Following is a list of key programmes and funding levels proposed for the fiscal 2016 year, which begins October 1. All measures must still be approved by Congress.
The budget requested:
- $10.6bn in funding to pay for 57 Lockheed F-35 fighter jets.
- $3.4bn for 16 P-8 maritime surveillance planes built by Boeing.
- $1.3bn for 5 E-2D battle management aircraft built by Northrop Grumman Corporation.
- $3bn for continued development of Boeing's KC-46A refuelling planes, or tankers.
- $1.2bn for a new bomber for the US Air Force, which plans to announce a winner soon in a competition that puts Northrop against a Boeing-Lockheed team.
- $1.4bn for continued work by General Dynamics Corporation and Northrop on a replacement for the aging Ohio-class submarines that carry nuclear weapons.

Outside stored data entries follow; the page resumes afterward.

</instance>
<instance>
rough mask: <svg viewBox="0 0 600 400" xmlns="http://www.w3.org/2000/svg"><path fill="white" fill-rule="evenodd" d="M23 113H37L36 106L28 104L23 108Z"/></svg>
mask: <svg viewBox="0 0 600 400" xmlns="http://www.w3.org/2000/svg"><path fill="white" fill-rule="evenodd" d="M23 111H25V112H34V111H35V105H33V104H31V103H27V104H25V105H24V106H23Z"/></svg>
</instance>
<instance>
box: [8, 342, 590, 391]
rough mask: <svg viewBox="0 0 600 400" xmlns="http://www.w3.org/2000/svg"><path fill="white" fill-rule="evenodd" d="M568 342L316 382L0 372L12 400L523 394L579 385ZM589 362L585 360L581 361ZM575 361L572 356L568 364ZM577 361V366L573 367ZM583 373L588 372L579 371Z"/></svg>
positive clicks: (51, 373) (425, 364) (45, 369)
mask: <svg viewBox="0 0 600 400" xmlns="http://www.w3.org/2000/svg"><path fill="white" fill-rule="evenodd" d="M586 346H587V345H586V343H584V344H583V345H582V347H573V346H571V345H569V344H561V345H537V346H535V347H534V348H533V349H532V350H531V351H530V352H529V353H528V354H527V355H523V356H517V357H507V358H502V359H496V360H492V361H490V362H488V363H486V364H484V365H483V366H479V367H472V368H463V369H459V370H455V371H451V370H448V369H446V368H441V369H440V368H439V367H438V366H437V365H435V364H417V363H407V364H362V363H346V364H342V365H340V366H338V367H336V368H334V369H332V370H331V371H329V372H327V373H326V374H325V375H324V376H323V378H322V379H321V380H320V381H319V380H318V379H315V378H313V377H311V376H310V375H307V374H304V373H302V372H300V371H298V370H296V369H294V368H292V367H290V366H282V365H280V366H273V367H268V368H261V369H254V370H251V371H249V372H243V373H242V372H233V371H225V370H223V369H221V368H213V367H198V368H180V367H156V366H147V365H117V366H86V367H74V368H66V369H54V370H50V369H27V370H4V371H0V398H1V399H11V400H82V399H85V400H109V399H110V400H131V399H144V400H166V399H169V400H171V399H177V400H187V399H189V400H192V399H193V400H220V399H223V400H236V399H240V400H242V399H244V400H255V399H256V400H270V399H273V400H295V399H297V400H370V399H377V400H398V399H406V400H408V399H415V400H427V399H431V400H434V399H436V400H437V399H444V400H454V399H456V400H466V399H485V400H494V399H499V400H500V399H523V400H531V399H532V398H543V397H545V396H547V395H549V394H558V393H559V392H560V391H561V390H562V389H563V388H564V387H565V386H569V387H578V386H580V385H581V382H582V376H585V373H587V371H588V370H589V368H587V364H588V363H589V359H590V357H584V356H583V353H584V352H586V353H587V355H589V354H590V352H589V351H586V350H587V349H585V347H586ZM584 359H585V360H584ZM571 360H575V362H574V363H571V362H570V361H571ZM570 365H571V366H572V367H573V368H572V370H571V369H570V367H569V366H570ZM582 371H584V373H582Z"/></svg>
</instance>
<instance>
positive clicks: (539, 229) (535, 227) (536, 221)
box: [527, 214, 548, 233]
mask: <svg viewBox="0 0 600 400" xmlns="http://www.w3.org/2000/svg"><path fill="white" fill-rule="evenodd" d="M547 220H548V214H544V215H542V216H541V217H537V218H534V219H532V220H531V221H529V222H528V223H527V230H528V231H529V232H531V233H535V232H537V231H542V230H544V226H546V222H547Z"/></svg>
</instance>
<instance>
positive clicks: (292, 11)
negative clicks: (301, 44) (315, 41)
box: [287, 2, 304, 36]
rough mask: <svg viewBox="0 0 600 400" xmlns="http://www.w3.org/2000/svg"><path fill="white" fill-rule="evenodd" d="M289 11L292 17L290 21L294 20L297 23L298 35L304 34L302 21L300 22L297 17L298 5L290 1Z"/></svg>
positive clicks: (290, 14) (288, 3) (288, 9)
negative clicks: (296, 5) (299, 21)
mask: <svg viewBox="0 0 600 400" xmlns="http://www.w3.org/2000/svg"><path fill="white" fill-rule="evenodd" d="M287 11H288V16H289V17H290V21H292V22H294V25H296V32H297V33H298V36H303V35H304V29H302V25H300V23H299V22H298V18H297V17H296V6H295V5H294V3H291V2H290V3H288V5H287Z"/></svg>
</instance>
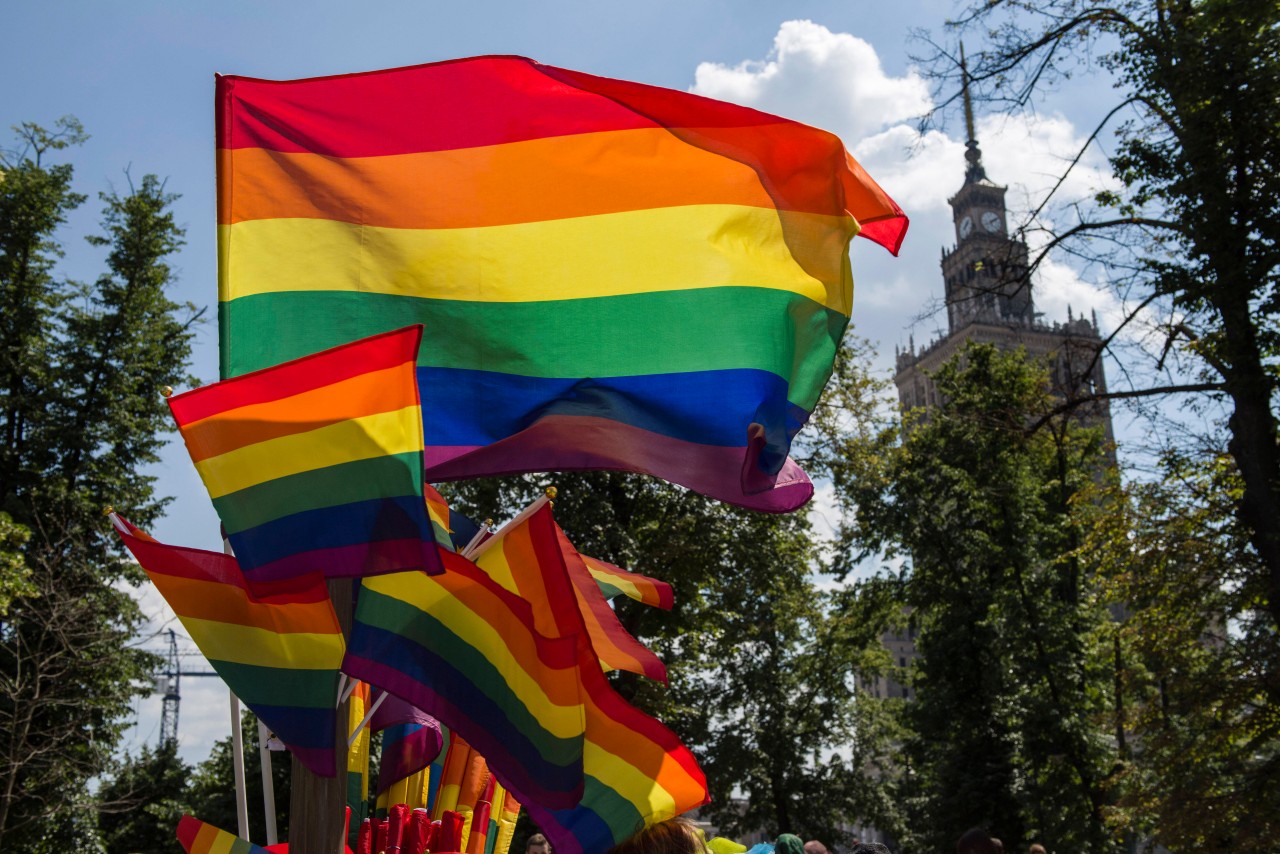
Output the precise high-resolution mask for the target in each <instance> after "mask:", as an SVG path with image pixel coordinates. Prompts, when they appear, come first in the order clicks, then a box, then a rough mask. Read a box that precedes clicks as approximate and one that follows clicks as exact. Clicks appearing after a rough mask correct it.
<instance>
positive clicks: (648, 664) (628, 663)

- $11.6bn for nine new ships, including smaller coastal warships built by Lockheed and Australia's Austal , an aircraft carrier being built by Huntington Ingalls Industries, and other submarines and ships built by General Dynamics and Huntington Ingalls.
- $1.6bn to improve the reliability of the interceptors used in the Ground-based Missile Defence system managed by Boeing.
- $4.5bn in various US Army aviation programmes.
- $821m for procurement of more MQ-9 Reaper unmanned aircraft built by privately-held General Atomics.
- $5.5bn for cybersecurity programmes which are expected to benefit Lockheed, General Dynamics, Northrop and Raytheon, among others.
- Accelerates by two years the development of a new Long Range Stand-Off Weapon to be used on the new bomber.
Research focus
The Pentagon budget plan would boost funding for research and development (R&D) programmes by 6.3% to $69.8bn, a move welcomed by industry, which has long urged the Pentagon to keep investing in longer-term projects.
The funding will pay for work on high-speed strike weapons, a new initiative to start work on a sixth-generation fighter, a railgun weapon that can fire a low-cost projectile at seven times the speed of sound, as well as improved navigation and timing equipment, and high energy lasers.
Programme cuts
- The budget again seeks to retire the popular A-10 close air support aircraft for savings of $382m, a move sure to meet strong resistance in Congress, which rejected a similar proposal last year.
- It proposes $87m in additional savings by scaling back the AGM-154 Joint Standoff Weapon built by Raytheon.